三十一 宇佐美莉々愛

 翌日、彩芽が学校に行くと、学校は何やら騒がしかった。

 昇降口の近くには、人垣ができている。

 彩芽が人波をかき分けて進んでいくと、その中心には、ピンク色の髪をツインテールにした少女がいた。

莉々愛りりあちゃーん!」

 莉々愛と呼ばれたその少女は、紙の束を抱えており、周囲の生徒に紙を次々と手渡している。

 莉々愛は彩芽を知らないが、彩芽は莉々愛を知っていた。彩芽は、莉々愛をテレビで見たことがあった。少女──宇佐美うさみ莉々愛は、今人気のアイドルなのである。

 CDが売れないといわれるこの時代だが、シングルやアルバムの売り上げは好調。

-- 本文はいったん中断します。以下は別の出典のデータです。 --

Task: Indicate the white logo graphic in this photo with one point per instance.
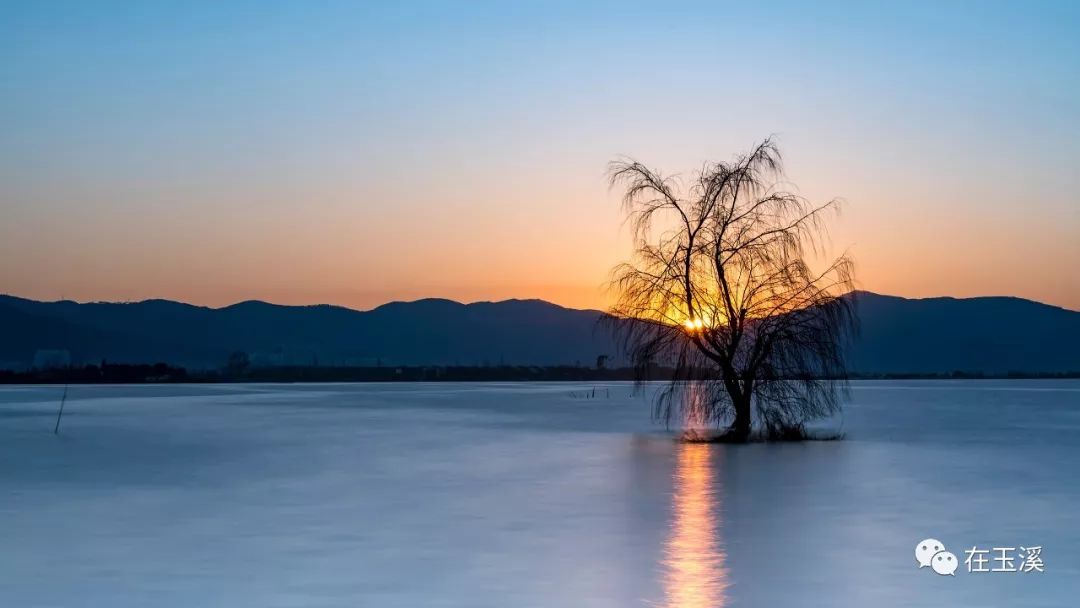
(944, 563)
(931, 552)
(926, 550)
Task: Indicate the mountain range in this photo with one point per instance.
(990, 335)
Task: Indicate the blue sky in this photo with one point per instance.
(358, 152)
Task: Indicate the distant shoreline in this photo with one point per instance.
(163, 374)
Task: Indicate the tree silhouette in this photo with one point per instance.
(719, 288)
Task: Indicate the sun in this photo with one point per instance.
(693, 324)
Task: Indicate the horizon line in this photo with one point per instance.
(436, 298)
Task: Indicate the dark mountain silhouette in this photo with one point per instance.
(899, 335)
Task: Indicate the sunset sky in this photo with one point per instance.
(354, 152)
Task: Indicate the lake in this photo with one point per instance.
(527, 495)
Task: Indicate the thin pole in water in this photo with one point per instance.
(56, 430)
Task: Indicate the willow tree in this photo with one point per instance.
(721, 291)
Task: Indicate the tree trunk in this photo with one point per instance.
(740, 428)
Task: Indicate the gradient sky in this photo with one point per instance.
(353, 153)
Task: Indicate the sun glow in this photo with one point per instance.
(693, 325)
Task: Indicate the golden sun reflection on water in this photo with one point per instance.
(694, 575)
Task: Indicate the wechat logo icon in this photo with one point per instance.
(931, 552)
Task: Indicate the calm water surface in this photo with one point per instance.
(525, 495)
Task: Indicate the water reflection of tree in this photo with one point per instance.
(693, 557)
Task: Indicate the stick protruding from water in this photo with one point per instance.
(56, 430)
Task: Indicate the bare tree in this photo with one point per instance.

おまけに楽曲配信の再生回数も多い、奇跡のアイドルなのだ。

 彩芽の近くにいた生徒が莉々愛に手を伸ばした時、彩芽と目が合った。

「⋯⋯あなたも、どーぞ♪」

 莉々愛は微笑み、彩芽に紙を手渡す。

 それが何か確認しようとした時、予鈴が鳴った。

 彩芽は階段を駆け上がり、何とか教室に滑り込んだ。


一限が終わった後、クラスメイトが話しかけてきた。

「彩芽、今日ギリギリだったねー。どしたの?」

「何か、昇降口の方に人がすごく集まってて⋯⋯見に行ったら、遅刻しそうになっちゃって」

「そうなんだー。あっ、そういや莉々愛ちゃんの文化祭ライブ、もう応募した?」

 莉々愛。今朝がた聞いた名前だった。

「もしかして、これ?」

 彩芽は机の中から朝もらった紙を取り出す。そこには「宇佐美莉々愛 文化祭ライブ」と書かれていた。

「それそれ! 彩芽、行くの?」

「うーん、どうしようかなー」

「あたしはもう応募したよー。ていうか、莉々愛ちゃん学校来てたなら、朝見に行けばよかったー!」

「学校?」

 あれは、営業に来ていたのではないのか。

「えっ、彩芽知らないの!? 莉々愛ちゃん、うちの学校の二年だよ!?」

「えぇっ!? そうだったの!?」

「そうだよー! いつも仕事が忙しくて学校あんまり来ないから、会えることなんかほぼないんだよ!?」

 スマホのメールを確認すると、学校から文化祭ライブの案内が届いていた。

 メールに載っていたリンクをタップすると、申し込みフォームに飛ばされた。

(とりあえず、申し込んでみようかな)

 彩芽は必要事項を入力し、送信ボタンをタップした。あとは、当落発表を待つだけだ。


 あっという間に時は過ぎ、文化祭準備期間に入った。

 どのクラスも、出し物の準備で忙しそうに動き回っている。あちこちから、指示を飛ばす声や手伝いを求める声がひっきりなしに聞こえてくる。廊下が資材置き場と化している階もある。学校は、文化祭が近づくにつれて、どんどん活気づいてきていた。

 ある日の休憩時間、彩芽はスマートフォンをいじっていた。

 SNSを見ていたその時、一通のメールが届いた。

(何だろう?)

 開いてみると、それは莉々愛のライブチケットの当落発表だった。

 彩芽は申し込みをしていたことを思い出し、急いで画面をスクロールする。

 画面には、「抽選の結果、お席をご用意することができました」と表示された。

(やったー!)

 クラスの出し物であるプラネタリウムは、受付を交代で行う。幸運なことに、ちょうど彩芽のシフトにかぶっていない時間だった。